Smooth-speaking and words is what ends up causing the fall of humanity through the serpent twisting the Word of God and lying to Eve to lead her into deciding to eat the apple.
If it’s the very act of speaking that proclaimed identity over the animals we see today and brought us into a broken, fallen world that we see today, it can only bring one to imagine how much more our mouths, our tongues, and our speech can be deadly.
There are a multitude, and I mean a MULTITUDE, of examples throughout the Bible of the power that is in the tongue.
God commands Moses on one occasion to strike a rock which would bring forth water for the thirsty people of Israel who were in a desert land.
On another occasion, however, God commands Moses specifically to SPEAK to the rock. That seems like a weird detail: why speak to the rock as opposed to strike it?
I believe that there is a lesson to be understood: there is a great power in speech and in the tongue from which it comes.
I know that it’s easy to let our mouths run loose and say whatever we want! Free speech is such a contentious issue nowadays where everyone wants to be heard, but is what we are speaking truly constructive?
What false identities can we be speaking over people that can be harmful? Does the way we talk lead people on and give them false hope at times? Could we say that the things we speak and the way we use our tongue is equivalent to producing and creating life?
Another question, are we speaking when we know we’re supposed to speak?

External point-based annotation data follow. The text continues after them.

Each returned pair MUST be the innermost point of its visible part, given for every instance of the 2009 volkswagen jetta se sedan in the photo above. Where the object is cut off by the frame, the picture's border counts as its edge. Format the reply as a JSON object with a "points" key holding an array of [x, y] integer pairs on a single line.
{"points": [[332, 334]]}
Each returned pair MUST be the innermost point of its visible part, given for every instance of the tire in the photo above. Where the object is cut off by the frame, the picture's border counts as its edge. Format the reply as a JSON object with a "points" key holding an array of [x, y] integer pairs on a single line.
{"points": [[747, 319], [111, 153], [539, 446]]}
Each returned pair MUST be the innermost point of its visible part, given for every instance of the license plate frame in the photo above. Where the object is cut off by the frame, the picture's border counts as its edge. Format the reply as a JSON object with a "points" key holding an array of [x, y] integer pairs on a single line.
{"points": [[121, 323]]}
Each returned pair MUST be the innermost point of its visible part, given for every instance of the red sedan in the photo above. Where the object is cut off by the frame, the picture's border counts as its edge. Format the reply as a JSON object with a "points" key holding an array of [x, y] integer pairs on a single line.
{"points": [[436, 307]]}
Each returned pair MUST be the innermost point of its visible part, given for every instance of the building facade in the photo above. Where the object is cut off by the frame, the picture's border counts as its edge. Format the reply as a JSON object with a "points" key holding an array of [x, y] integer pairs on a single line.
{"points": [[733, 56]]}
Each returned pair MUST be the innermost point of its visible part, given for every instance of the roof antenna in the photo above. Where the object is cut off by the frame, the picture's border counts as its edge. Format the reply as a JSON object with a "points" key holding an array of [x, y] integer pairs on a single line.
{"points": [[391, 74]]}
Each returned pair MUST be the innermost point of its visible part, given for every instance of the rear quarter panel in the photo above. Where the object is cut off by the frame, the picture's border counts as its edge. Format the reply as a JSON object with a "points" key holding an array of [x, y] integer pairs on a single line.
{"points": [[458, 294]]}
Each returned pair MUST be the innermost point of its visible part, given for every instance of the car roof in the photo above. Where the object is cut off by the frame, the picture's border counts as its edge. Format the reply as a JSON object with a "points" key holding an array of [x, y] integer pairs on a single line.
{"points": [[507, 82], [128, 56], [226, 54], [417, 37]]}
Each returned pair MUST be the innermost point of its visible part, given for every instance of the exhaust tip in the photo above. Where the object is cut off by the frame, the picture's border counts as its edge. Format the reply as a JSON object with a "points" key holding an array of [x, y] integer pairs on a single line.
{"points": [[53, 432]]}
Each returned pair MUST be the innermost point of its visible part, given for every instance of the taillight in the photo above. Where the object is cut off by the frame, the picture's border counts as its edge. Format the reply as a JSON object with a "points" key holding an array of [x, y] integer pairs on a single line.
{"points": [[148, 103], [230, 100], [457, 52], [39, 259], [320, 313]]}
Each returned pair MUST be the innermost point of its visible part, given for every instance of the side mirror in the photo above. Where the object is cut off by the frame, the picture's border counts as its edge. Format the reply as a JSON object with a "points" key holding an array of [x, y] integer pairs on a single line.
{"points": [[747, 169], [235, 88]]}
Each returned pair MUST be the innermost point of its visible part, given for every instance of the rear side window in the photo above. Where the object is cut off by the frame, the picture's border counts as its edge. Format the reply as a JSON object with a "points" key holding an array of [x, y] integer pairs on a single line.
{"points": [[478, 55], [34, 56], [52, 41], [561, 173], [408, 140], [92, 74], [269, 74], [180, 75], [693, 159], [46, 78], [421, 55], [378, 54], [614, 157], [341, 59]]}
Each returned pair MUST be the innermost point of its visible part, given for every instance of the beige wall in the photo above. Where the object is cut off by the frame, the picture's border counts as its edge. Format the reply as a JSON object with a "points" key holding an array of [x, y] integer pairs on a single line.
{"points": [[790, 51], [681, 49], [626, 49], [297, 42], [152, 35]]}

Again, looking at another account with Moses, God’s original plan for Moses was for him ALONE to go speak to the ruler of Egypt on getting the Israelites released from slavery. Yet, Moses insists against God using him, and God brings in Aaron who does most of the talking instead.
Later on after they’re all free from Israel, the Israelites become impatient with Moses who had gone away to talk with God and Aaron, as the main leader, lets the Israelites melt all their gold jewelry and start worshiping a literal golden cow statue. You can imagine God wasn’t too happy!
If Moses would’ve been obedient and spoke when God needed him to speak, everyone probably would’ve been saved from less hurt down along the line.
I know that there’s kinda a lot to unpack from that, and the Bible is not the lightest read. However, that’s often the beautiful thing about works like this is that we are invited to deeper thought and reflection about the way we live our everyday life.
When we put thought to it, we realize that the words we are speaking can literally be life-producing in others’ life just as God’s words were portrayed to form creation in the beginning of Genesis.
Our friend James, one of Jesus’ disciples, has his own book within the greater scope of the Bible books that depicts just how powerful the tongue can be, albeit within a negative light:
“…the tongue is a small part of the body, but it makes great boasts. Consider what a great forest is set on fire by a small spark. The tongue also is a fire, a world of evil among the parts of the body. It corrupts the whole body, sets the whole course of one’s life on fire, and is itself set on fire by hell.” (James 3:5-6)
Although we should absolutely be aware and cautious of the danger that can come with the use of our tongues, we shouldn’t live in fear of speaking. If you don’t ever speak, you can’t ever really get anything done. Speak, but speak wisely and speak life!